BACKGROUND: The growth hormone inhibitor somatostatin and its analogs are promising therapeutic agents for acute pancreatitis. However, the therapeutic effects remain controversial. Somatostatin analogs preferentially bind to somatostatin receptor 2 (SSTR2), and this study aimed to investigate whether N-glycosylation affects SSTR2 stability, membrane trafficking, and signal transduction. METHODS: Western blot analysis following PNGase F digestion was performed to confirm N-glycosylation of SSTR2 in rat pancreatic acinar AR42J cells. Rats were subjected to 4 hourly intraperitoneal injections of cerulein (50 µg/kg) plus LPS (5 µg/mL) to induce acute pancreatitis. Mass spectrometry was conducted to identify the glycosylation sites of SSTR2, and immunofluorescent staining was carried out to examine the localization of wild-type and asparagine 9 (N9)Q-mutant SSTR2. Proteasome inhibitor MG132 was employed to assess the stability of SSTR2, and overexpression of wild-type or N9Q-mutant SSTR2 was used to examine the role of N-glycosylation in SSTR2 signal transduction in vitro and its therapeutic effect on pancreatitis in rats. RESULTS: SSTR2 protein in AR42J cells was N-glycosylated at the N9 residue.

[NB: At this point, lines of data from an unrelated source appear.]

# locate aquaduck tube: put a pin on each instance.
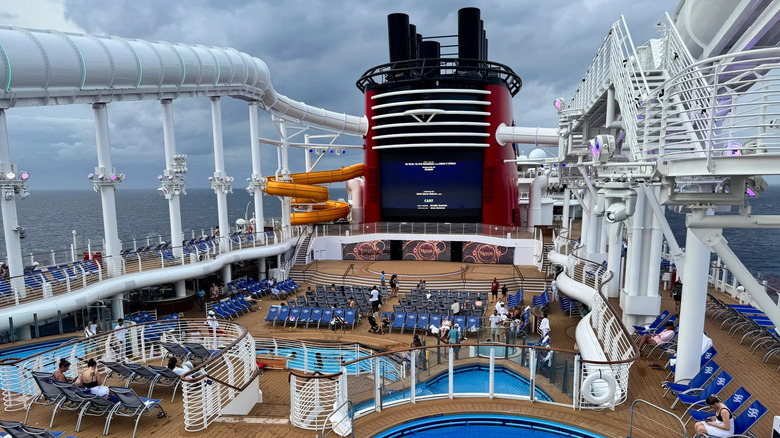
(47, 67)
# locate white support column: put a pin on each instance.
(221, 183)
(566, 208)
(692, 306)
(172, 194)
(615, 233)
(257, 171)
(11, 230)
(107, 187)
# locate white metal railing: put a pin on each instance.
(731, 103)
(207, 388)
(312, 399)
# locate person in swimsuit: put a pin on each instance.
(93, 380)
(62, 368)
(719, 425)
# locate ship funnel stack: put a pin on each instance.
(431, 151)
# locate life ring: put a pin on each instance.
(587, 392)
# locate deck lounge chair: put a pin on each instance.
(167, 378)
(84, 403)
(19, 430)
(130, 405)
(733, 403)
(694, 395)
(49, 395)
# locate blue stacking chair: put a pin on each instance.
(733, 403)
(422, 321)
(694, 395)
(398, 321)
(410, 323)
(273, 312)
(316, 316)
(304, 316)
(327, 317)
(748, 418)
(284, 312)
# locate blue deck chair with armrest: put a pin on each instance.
(701, 378)
(167, 378)
(84, 403)
(132, 406)
(198, 351)
(733, 403)
(398, 321)
(49, 395)
(273, 312)
(19, 430)
(748, 418)
(693, 395)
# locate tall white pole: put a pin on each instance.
(13, 245)
(107, 187)
(174, 204)
(257, 171)
(220, 184)
(692, 306)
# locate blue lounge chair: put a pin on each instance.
(691, 396)
(327, 317)
(733, 403)
(20, 430)
(316, 316)
(273, 313)
(130, 405)
(398, 321)
(701, 378)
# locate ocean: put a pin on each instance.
(50, 217)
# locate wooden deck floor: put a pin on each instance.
(270, 419)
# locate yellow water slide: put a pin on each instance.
(303, 190)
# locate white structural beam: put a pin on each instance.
(257, 171)
(714, 240)
(58, 68)
(692, 307)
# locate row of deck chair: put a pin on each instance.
(66, 396)
(298, 316)
(423, 321)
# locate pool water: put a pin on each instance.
(466, 379)
(480, 425)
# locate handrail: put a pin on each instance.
(658, 408)
(351, 267)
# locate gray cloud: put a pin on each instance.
(316, 51)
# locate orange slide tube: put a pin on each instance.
(304, 191)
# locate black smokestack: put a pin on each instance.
(469, 33)
(398, 36)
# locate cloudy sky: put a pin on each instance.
(315, 50)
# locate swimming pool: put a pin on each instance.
(466, 379)
(480, 425)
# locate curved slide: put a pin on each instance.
(304, 191)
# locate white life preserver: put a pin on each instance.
(587, 385)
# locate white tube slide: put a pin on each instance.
(535, 200)
(525, 135)
(56, 68)
(106, 289)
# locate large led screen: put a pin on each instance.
(373, 250)
(430, 250)
(476, 252)
(441, 185)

Wild-type SSTR2 localized in the plasma membrane whereas N9Q-mutant SSTR2 was retained in the endoplasmic reticulum (ER). MG132 rapidly restored the ectopic expression of mutant but not wild-type SSTR2 protein in AR42J cells. Overexpression of wild-type but not N9Q-mutant SSTR2 activated NF-κB signaling and facilitated nuclear transportation of p65 in AR42J cells upon cerulein plus LPS stimulation. Furthermore, pretreatment with wild-type but not N9Q-mutant SSTR2-overexpressing vectors significantly ameliorated biochemical parameters and pancreatic histological impairments in rats with pancreatitis. CONCLUSIONS: N-glycosylation of SSTR2 is essential for membrane localization, stability, and signal transduction of SSTR2 in pancreatic cells, playing a protective role in experimental acute pancreatitis.